Suffolk officer Michael Upson had 649 birds' eggs
A Suffolk police constable illegally amassed a collection of 649 rare birds' eggs, a court has heard.
Michael Upson, 52, admitted having the eggs in his possession, contrary to the Wildlife and Countryside Act 1981.
Norwich Magistrates' Court heard the eggs were found at his home in Sotherton, Suffolk during a raid by police officers and RSPB investigators.
Upson, who has since retired, is due to be sentenced on Thursday.
Diary notes were found describing how and where the eggs were found but Upson denied he had collected the eggs while on duty.
'Eggs in gloves'
The diaries found by RSPB officials included notes stating: "Later in the morning I had to pick up a colleague.
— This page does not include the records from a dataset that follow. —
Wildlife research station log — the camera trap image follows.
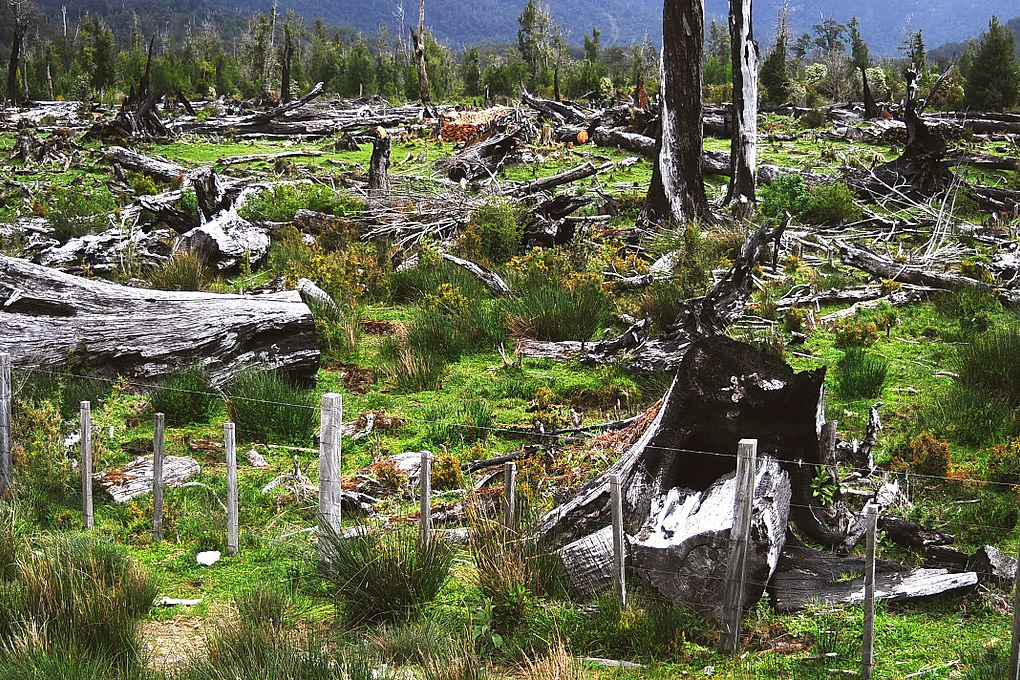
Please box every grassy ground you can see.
[0,109,1020,679]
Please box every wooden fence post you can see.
[0,352,14,495]
[318,393,344,567]
[1009,530,1020,680]
[79,402,95,529]
[609,475,627,610]
[419,451,432,545]
[503,462,517,531]
[719,439,758,655]
[223,423,238,555]
[152,413,166,543]
[861,504,878,680]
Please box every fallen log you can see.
[536,336,842,613]
[93,456,202,503]
[0,256,319,385]
[768,545,977,612]
[442,253,510,297]
[835,241,1020,307]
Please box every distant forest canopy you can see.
[0,0,1020,109]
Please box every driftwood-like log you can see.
[537,336,842,613]
[93,456,202,503]
[443,253,510,297]
[0,256,319,384]
[768,546,977,612]
[835,242,1020,307]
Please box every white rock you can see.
[195,551,219,567]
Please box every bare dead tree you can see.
[726,0,758,212]
[639,0,709,230]
[4,0,32,105]
[411,0,431,104]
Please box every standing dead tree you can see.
[4,0,31,106]
[640,0,710,225]
[410,0,432,104]
[726,0,758,212]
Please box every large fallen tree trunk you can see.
[537,336,843,613]
[0,256,319,384]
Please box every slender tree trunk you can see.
[726,0,758,212]
[411,0,432,104]
[639,0,709,226]
[6,29,21,105]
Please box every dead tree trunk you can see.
[411,0,432,104]
[538,336,842,613]
[368,127,391,193]
[726,0,758,213]
[0,256,319,384]
[640,0,710,225]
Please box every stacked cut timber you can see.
[440,106,511,145]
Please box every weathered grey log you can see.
[537,337,834,614]
[93,456,202,503]
[0,256,319,384]
[442,253,511,297]
[514,161,616,196]
[181,167,270,271]
[768,545,977,612]
[835,241,1020,307]
[103,146,189,186]
[368,127,392,193]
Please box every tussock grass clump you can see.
[149,251,209,291]
[835,348,889,401]
[11,535,156,665]
[223,369,318,442]
[319,527,453,622]
[149,365,218,425]
[959,324,1020,409]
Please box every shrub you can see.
[986,437,1020,484]
[238,185,364,222]
[319,527,453,622]
[893,432,953,477]
[958,324,1020,410]
[149,251,208,291]
[801,181,864,224]
[18,535,156,665]
[758,174,810,221]
[460,199,523,264]
[833,316,878,348]
[223,369,318,442]
[835,348,889,401]
[149,365,217,425]
[46,188,116,243]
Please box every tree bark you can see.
[726,0,758,213]
[411,0,432,104]
[0,256,319,385]
[640,0,710,225]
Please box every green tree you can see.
[964,16,1020,111]
[517,0,551,88]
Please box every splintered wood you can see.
[440,106,512,145]
[94,456,202,503]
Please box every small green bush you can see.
[149,251,209,291]
[149,365,218,425]
[958,324,1020,410]
[758,174,811,222]
[319,527,453,622]
[460,199,523,264]
[223,369,318,443]
[46,188,116,243]
[801,181,864,224]
[835,348,889,401]
[238,185,365,222]
[18,535,156,665]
Whilst idly chatting he happened to mention a car number to look out for - the car contained suspected egg collectors!
"He had seen it on the computer… Little did he know what the gloves in my jacket pocket on the back seat contained!"
Upson kept the eggs in margarine cartons in a battered suitcase.
When questioned by detectives, he initially claimed that they belonged to his father, and had been collected before such activity became illegal.
He showed officers index cards suggesting that the eggs belonged to E G Upson, and that they had been collected in the 1940s.
However, the police and the RSPB were not convinced, and hidden in a water tank in the loft they found a sealed box containing the real cards and the incriminating notebooks.
They also found Suffolk police issue diaries which used a simple code to list the date of the find, the number of eggs and the bird type.
These suggested that numerous times he had collected eggs while on duty - on night shifts and, on one occasion, just after he had been told he had missed out on a promotion to sergeant.
He had a particular fondness for wood larks, with dozens of their eggs; yet at the time he was collecting there were fewer than a thousand breeding pairs in the entire country.
Mark Thomas, who led the RSPB investigation, said that for collectors, each egg represented a personal achievement in locating the nest and outsmarting the authorities, so eggs were rarely sold among collectors.
Collectors will usually take the entire clutch of eggs, leaving the birds with nothing.
Following his arrest in June, Upson was suspended but he retired from the police in August before being convicted, and he will keep his pension.
The maximum sentence for collecting wild bird eggs is six months' imprisonment.
Upson's collection will probably be destroyed, although some may be given to museums.